On account of Covid-19 and the lockdown, the state election commission had earlier postponed elections to all gram panchayats whose elected bodies’ term comes to an end between the imposition of the lockdown and October-November 2020 and recommended appointment of administrators. In Pune district, 750 gram panchayats will require administrators and a couple of thousand aspirants could apply for the posts. Most of these are currently controlled by the NCP and the BJP.
“…all taluka presidents (of the party) have been given guidelines regarding appointing administrators based on lists of their gram panchayats that would have gone to polls. Following those guidelines strictly, application forms as attached must be filled out by all applicants and submitted along with a non-returnable party fund donation of Rs 11,000 that must be credited to the official bank account of the NCP Pune district,” says the letter signed by Garatkar. Details of the bank account were included.
The Government Resolution (GR) on the appointment of administrators was issued by the Rural Development Department headed by Minister Hasan Mushrif of the NCP.
The ‘application form’ for the post of administrators attached with Garatkar’s letter also bears the name of the NCP Pune District. It seeks details including caste, educational qualifications, previous experience in governance / social work and any post held within the party.

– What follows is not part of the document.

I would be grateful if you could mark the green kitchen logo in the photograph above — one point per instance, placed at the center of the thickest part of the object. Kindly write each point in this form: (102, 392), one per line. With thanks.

Pune Divisional Commissioner Deepak Mhaisekar who has been quarantined after a staff member tested positive for Covid-19 said he has been working from home this week and is not aware of the Pune district NCP’s move to seek party fund donations from applicants. Asked whether the alliance partner parties will be similarly seeking applications and whether Garatkar’s letter is as per government policy, Mhaisekar said he would have to read the July 13 GR first.
While Garatkar himself did not answer phone calls, Maharashtra minister and Nationalist Congress Party spokesperson Nawab Malik said no party has given any instructions regarding seeking applications for the post of administrators. “If they are preparing for the coming elections and preparing candidates, that is fine. If they are doing this for the posts of administrators, that is wrong,” Malik told The Indian Express.

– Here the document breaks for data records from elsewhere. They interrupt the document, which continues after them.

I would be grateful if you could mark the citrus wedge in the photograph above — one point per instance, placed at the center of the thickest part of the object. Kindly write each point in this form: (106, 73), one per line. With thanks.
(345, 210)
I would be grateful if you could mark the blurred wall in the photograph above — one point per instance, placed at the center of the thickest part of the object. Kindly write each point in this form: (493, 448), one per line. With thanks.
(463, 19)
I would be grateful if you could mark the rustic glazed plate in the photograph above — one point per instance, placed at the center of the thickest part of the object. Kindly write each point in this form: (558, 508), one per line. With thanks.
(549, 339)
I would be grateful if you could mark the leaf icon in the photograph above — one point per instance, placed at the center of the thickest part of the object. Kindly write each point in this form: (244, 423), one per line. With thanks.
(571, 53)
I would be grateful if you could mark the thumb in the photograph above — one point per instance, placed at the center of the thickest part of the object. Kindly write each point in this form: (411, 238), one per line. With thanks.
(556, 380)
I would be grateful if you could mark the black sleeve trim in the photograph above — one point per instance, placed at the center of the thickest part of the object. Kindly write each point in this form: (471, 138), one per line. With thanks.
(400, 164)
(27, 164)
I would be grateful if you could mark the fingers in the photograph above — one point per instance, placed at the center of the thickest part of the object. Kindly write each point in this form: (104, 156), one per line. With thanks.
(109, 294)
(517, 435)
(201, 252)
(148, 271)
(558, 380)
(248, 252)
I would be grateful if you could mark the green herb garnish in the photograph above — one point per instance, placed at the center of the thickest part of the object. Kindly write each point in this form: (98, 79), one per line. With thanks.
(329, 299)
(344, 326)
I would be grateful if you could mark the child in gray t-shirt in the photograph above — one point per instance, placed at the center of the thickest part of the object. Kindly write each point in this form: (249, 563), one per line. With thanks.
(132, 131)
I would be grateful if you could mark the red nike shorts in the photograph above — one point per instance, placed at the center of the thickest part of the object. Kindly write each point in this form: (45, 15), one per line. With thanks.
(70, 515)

The Pune District NCP chief’s letter specifically asks for the process of accepting applications to be completed and application forms along with the receipt for the party fund donations to be submitted by July 20.

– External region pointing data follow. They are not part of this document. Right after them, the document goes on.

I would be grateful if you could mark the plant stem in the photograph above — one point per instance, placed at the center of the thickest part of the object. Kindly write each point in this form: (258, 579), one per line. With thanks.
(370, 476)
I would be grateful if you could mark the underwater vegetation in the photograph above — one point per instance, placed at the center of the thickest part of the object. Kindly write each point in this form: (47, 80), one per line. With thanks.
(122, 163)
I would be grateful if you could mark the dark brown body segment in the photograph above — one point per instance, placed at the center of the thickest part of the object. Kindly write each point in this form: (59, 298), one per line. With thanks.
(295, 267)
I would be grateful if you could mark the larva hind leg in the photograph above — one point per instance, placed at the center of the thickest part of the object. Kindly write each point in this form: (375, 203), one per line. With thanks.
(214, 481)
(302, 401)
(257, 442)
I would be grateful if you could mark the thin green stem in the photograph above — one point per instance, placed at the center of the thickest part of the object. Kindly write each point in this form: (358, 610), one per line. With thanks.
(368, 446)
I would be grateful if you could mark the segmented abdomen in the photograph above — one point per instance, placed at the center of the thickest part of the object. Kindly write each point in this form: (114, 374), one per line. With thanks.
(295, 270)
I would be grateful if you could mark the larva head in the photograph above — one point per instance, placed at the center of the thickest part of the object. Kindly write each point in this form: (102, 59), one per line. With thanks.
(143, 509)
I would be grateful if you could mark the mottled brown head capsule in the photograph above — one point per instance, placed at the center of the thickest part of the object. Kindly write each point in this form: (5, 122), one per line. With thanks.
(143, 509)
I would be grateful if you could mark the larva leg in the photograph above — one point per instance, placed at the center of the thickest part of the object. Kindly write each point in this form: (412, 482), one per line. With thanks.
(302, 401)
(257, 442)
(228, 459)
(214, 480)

Nearly 50 per cent of Maharashtra’s 28,000-odd Gram Panchayats would have gone to polls between March and November this year. On July 13, a GR issued by Additional Chief Secretary Arvind Kumar said that from the point of view of administrative convenience, Zilla Parishad CEOs would be entrusted the work of appointing a suitable person as administrator for each Gram Panchayat. It added that the appointments will be made in consultation with each district’s guardian minister. The order pertains to 1,566 Gram panchayats whose term ended between April and June and 12,668 Gram Panchayats whose term ends between July and November.
The involvement of local political leaders in the appointment of administrators is seen as the biggest opportunity for the Shiv Sena, Congress and Nationalist Congress Party to seize control of village-level politics since losing the initiative to the Bharatiya Janata Party in the years after 2014. The Bharatiya Janata Party reacted sharply, with former chief minister Devendra Fadnavis saying this amounted to “misuse” of government force to take political control of gram panchayats and gram panchayat funds.
From sarpanches to Members of Parliament, leaders not aligned to the current Maha Vikas Aghadi regime said involving district guardian ministers in the process of selecting administrators was a blatantly political move, though Bharatiya Janata Party leaders downplayed suggestions that it would kick off an exodus of grassroots leaders into the three ruling parties.